Later the same day, she lost a separate court battle to prevent South Africa's Parliament from censuring her for failing to declare thousands of dollars of gifts, a requirement under the country's ethics code.
Observers and opposition parties say Madikizela-Mandela's conviction, which comes two months after the conviction of Tony Yengeni, another high-ranking ANC member, who accepted a luxury car from a company involved in an arms deal, is evidence that South Africa is taking corruption seriously.
"MPs and Parliament itself have suffered under a cloud because of the Winnie Madikizela-Mandela and Tony Yengeni scandals," says Douglas Gibson, a spokesman for the opposition Democratic Party on hearing that the ANC Women's League president had announced her resignation from Parliament and all party posts. "It is time to stop the rot, and Madikizela-Mandela's departure from Parliament is a good start."
The ANC, which controls a clear majority in government, has been criticized in recent months for not coming down harder on wayward members.
Mr. Yengeni, nicknamed the "Gucci socialist" for his expensive taste in clothes, was not asked to resign his position in Parliament until after his conviction.
And allegations that the vice president was involved in the same arms-deal scandal that brought down Yengeni have yet to be responded to by the party.
But while many observers still say the ANC could better police itself, as one local newspaper editorialized, Madikezela-Mandela's conviction shows "the system works."
Madikizela-Mandela is known for her flamboyant lifestyle - she arrived to court most days in a Mercedes Benz and flanked by a phalanx of bodyguards. But she is also known for her generosity to South Africa's poorest.
Although her Soweto home is grand by neighborhood standards, locals point out she is one of the few politicians who have remained here. Nelson Mandela, for example, lives in Westcliff, an exclusive formerly white neighborhood once home to Johannesburg's mining barons.
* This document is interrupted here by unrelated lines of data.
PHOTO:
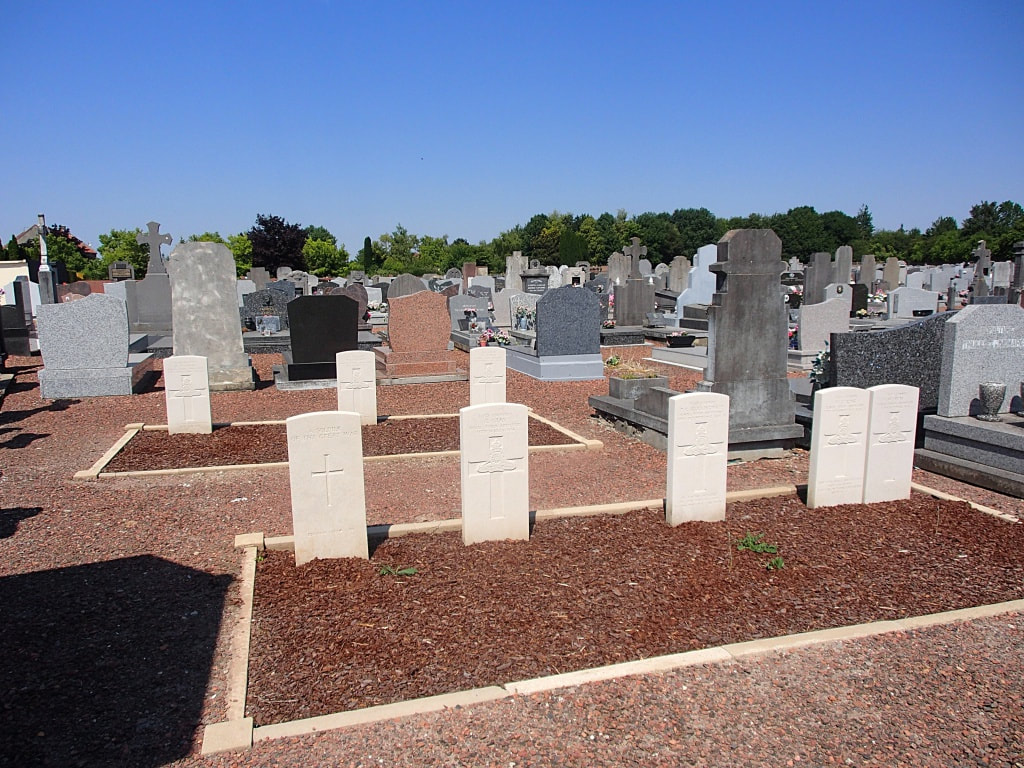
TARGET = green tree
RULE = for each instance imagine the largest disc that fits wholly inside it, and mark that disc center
(321, 232)
(323, 258)
(697, 227)
(121, 245)
(276, 244)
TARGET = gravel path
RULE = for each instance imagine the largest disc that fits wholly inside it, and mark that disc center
(944, 696)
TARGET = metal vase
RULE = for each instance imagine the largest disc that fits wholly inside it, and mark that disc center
(991, 394)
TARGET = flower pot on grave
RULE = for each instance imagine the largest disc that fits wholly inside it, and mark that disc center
(680, 341)
(630, 389)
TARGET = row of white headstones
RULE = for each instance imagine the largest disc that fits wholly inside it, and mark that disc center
(861, 452)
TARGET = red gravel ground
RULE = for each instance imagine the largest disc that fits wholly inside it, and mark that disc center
(115, 594)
Far from being a strike against corruption, many of Madikizela-Mandela's supporters believe her conviction is part of a white conspiracy against a woman they say has always spoken for the poor and oppressed. Much has been made of the fact that the judge who convicted and sentenced her is white.
"It's because whites are against Winnie and don't like her," says Justin Mlambo, a young barber whose stall - a blue tarp and two plastic stools - stands just outside the Dunbar Take-Away. "They have been against her from the beginning."
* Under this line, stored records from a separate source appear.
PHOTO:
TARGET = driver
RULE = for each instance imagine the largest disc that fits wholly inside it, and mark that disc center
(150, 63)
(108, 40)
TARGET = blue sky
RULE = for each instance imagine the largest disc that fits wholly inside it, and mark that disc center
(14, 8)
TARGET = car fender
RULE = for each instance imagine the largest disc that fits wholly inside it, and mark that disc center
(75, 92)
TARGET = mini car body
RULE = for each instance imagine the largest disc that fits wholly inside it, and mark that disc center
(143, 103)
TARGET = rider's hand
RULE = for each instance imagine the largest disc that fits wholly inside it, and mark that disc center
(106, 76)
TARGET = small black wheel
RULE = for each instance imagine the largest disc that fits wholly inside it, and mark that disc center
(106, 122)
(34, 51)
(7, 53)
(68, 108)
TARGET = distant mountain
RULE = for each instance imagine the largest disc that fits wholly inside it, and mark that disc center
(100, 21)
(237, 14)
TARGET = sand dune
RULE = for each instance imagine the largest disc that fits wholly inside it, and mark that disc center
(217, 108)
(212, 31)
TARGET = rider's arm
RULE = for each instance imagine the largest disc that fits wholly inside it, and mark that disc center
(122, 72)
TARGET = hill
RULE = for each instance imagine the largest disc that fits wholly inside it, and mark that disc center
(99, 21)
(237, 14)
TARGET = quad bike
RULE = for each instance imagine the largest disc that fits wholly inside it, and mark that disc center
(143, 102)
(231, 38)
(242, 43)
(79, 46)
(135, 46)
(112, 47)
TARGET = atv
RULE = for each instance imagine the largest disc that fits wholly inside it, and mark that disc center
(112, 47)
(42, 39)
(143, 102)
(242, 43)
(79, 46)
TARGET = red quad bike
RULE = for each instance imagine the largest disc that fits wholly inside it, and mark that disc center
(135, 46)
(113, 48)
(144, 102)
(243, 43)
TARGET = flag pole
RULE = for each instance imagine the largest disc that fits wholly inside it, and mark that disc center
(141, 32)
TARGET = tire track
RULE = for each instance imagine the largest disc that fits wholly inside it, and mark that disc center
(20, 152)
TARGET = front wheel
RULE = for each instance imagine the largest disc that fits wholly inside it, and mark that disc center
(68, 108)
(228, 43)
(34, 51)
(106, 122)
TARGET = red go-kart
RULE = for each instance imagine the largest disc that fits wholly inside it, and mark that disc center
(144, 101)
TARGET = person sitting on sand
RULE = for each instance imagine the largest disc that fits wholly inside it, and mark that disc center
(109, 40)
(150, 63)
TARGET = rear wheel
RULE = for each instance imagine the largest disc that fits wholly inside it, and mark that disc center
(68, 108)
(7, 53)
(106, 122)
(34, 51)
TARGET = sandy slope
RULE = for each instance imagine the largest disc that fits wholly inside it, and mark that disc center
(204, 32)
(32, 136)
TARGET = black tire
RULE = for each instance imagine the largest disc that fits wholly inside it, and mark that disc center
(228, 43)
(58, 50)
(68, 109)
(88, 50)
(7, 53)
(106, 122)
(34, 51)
The looming question for many South Africans, however, is whether Madikizela-Mandela's star has permanently fallen, or if she will emerge from this tarnished but still standing. She still has a strong following, especially in Soweto, and is well known for wiggling out of situations like the one she is in now.
In 1992, she was sentenced to six years for the kidnapping of 14-year-old Stompie Sepei, an alleged police informer killed by the gang of young men, known as the Mandela United Football Club, which was organized by Madikizela-Mandela. The sentence was reduced to parole on appeal.
She has also managed to evade punishment for a string of suspect financial dealings, including unpaid debts on her Soweto house and money missing from government departments she headed.
This time, however, many say she has gone too far.
"No one is above the law," says Memory Dlamini, looking at Madikizela-Mandela's house as she walks in tattered shoes, her 2-year-old daughter strapped to her back with a towel. "Those are our role models. They should do better."